Exploiting Schema Inference in Apache Spark

#spark #scala #bigdata #datascience

One of the greatest feature of Apache Spark is it’s ability to infer the schema on the fly. Reading the data and generating a schema as you go although being easy to use, makes the data reading itself slower. However, there is a trick to generate the schema once, and then just load it from disk. Let’ dive in!

For the sake of this article, let’s assume that we are using data with complex data structure, where creating a case class or struct type of any kind would be a hundred lines long.

Saving the Schema

Let’s begin with reading some sample data and enforcing a schema inference on it. Using Apache Spark and Scala language, this can be done like following:

val carsDf = spark.read
    .option("inferSchema", "true")
    .json("src/main/resources/data/cars.json")
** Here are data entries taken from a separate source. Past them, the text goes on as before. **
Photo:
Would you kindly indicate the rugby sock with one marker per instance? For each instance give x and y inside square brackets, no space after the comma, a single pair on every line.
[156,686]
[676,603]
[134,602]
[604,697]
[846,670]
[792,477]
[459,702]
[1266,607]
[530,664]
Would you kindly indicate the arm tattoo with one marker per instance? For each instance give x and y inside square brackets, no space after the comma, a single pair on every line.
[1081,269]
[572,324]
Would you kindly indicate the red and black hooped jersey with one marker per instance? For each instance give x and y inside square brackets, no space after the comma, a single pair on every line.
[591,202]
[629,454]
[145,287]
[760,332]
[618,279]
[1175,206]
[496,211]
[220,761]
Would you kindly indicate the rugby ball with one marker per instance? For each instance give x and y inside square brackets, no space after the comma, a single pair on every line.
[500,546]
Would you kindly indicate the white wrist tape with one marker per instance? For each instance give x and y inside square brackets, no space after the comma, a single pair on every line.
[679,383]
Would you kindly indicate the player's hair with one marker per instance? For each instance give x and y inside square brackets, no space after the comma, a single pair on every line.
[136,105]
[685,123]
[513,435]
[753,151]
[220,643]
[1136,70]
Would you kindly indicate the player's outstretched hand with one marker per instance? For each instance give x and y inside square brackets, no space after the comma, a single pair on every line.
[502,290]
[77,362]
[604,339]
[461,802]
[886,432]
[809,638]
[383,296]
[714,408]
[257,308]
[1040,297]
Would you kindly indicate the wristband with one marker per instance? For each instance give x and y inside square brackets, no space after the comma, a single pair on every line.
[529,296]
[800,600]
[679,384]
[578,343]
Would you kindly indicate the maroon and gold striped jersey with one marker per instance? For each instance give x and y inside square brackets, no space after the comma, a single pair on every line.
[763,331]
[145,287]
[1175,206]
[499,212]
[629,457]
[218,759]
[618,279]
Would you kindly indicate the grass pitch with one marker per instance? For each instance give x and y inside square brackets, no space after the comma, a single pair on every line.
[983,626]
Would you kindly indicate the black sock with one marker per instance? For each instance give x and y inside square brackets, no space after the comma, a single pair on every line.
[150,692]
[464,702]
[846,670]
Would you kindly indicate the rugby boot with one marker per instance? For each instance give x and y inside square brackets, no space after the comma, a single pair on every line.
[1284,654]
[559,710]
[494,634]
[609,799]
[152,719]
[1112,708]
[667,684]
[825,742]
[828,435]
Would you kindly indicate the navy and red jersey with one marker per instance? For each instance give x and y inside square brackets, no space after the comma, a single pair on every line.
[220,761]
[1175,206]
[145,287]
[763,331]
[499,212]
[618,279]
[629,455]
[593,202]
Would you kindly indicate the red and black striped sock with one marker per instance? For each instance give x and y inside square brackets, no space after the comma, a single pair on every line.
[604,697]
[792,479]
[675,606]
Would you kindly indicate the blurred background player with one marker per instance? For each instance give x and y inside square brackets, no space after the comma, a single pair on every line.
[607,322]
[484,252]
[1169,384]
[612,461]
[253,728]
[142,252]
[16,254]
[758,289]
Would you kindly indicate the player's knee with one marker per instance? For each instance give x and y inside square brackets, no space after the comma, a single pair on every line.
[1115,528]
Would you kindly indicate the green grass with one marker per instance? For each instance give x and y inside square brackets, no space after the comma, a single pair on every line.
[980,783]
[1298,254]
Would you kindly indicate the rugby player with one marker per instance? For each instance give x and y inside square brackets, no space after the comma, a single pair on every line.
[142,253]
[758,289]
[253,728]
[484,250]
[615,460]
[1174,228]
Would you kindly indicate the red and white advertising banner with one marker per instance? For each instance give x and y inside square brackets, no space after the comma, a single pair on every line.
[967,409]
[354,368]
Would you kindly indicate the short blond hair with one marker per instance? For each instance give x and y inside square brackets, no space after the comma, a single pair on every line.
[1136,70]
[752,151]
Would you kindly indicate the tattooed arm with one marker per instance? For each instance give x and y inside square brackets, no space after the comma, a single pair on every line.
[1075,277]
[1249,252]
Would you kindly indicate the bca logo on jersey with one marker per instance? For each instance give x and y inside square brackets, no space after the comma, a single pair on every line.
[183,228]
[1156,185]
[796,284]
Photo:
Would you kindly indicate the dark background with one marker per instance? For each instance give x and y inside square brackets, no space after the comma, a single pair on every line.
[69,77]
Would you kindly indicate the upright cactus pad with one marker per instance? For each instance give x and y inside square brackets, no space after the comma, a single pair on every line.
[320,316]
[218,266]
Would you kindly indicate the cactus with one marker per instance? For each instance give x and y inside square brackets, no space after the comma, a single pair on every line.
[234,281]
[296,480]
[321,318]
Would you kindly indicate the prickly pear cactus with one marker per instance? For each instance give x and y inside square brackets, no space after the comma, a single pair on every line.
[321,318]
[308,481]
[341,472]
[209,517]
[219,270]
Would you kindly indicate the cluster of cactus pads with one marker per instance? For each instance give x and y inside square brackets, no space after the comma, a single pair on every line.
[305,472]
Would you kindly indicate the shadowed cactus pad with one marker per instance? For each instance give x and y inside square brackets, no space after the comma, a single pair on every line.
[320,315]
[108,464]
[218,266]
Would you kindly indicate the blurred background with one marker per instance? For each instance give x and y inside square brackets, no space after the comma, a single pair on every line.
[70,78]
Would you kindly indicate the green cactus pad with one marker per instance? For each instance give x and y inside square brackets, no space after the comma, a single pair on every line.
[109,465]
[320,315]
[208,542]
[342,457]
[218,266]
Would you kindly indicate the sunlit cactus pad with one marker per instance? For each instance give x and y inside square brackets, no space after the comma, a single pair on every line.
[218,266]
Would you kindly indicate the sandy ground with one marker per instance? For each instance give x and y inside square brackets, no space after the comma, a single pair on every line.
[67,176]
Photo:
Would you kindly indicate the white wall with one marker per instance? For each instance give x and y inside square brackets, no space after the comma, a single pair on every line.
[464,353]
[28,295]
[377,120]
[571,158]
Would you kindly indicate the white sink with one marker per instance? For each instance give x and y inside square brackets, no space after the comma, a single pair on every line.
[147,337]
I read a sample JSON file (cars.json) to a DataFrame called carsDf. A sample record of this dataset looks like the following:

{
   "Name":"chevrolet chevelle malibu",
   "Miles_per_Gallon":18,
   "Cylinders":8,
   "Displacement":307,
   "Horsepower":130,
   "Weight_in_lbs":3504,
   "Acceleration":12,
   "Year":"1970-01-01",
   "Origin":"USA"
}

As we can see above, the schema is fairly straight forward to understand. Now, let’s see what Spark has managed to infer from it:

val schemaJson = carsDf.schema.json
println(schemaJson)

The output of this action can be something like this:

{
   "type":"struct",
   "fields":[
      {
         "name":"Acceleration",
         "type":"double",
         "nullable":true,
         "metadata":{

         }
      },
      {
         "name":"Cylinders",
         "type":"long",
         "nullable":true,
         "metadata":{

         }
      },
      {
         "name":"Displacement",
         "type":"double",
         "nullable":true,
         "metadata":{

         }
      },
      {
         "name":"Horsepower",
         "type":"long",
         "nullable":true,
         "metadata":{

         }
      },
      {
         "name":"Miles_per_Gallon",
         "type":"double",
         "nullable":true,
         "metadata":{

         }
      },
      {
         "name":"Name",
         "type":"string",
         "nullable":true,
         "metadata":{

         }
      },
      {
         "name":"Origin",
         "type":"string",
         "nullable":true,
         "metadata":{

         }
      },
      {
         "name":"Weight_in_lbs",
         "type":"long",
         "nullable":true,
         "metadata":{

         }
      },
      {
         "name":"Year",
         "type":"string",
         "nullable":true,
         "metadata":{

         }
      }
   ]
}

That is how Spark defines the schema it managed to infer. Now, this information would have to be recreated every time we launch our Spark job. When doing development, there is a lot of that, and so we are losing a lot of time on recreation of that schema. Let’s try to generate it once and reuse in consecutive reads.

In the Scala I am using, the schema’s JSON file can be saved to local filesystem using the code:

val file = new File("src/resources/schema.json")
val bw = new BufferedWriter(new FileWriter(file))
bw.write(schemaJson)
bw.close()

This way, our inferred schema is saved to local filesystem as a JSON file called schema.json. In the next step, we will see how to read it and speed up the Spark with it.

Loading the Schema

Now, let’s see how to read the JSON file using Spark and Scala environment. This can be done using the following code:

import org.apache.spark.sql.types.{DataType, StructType}

val schemaJson = Source
    .fromFile("src/resources/schema.json")
    .getLines
    .mkString

val schemaStructType = Try(DataType.fromJson(schemaJson))
        .getOrElse(LegacyTypeStringParser.parse(schemaJson))
    match {
      case t: StructType => t
      case _ => throw new RuntimeException(s"Failed parsing JSON Schema")
    }

The section of code above, reads the schema from JSON file and parses it into a StructType instance, thanks to Spark SQL package. I have used pattern matching here, to accommodate for the incorrect path being used.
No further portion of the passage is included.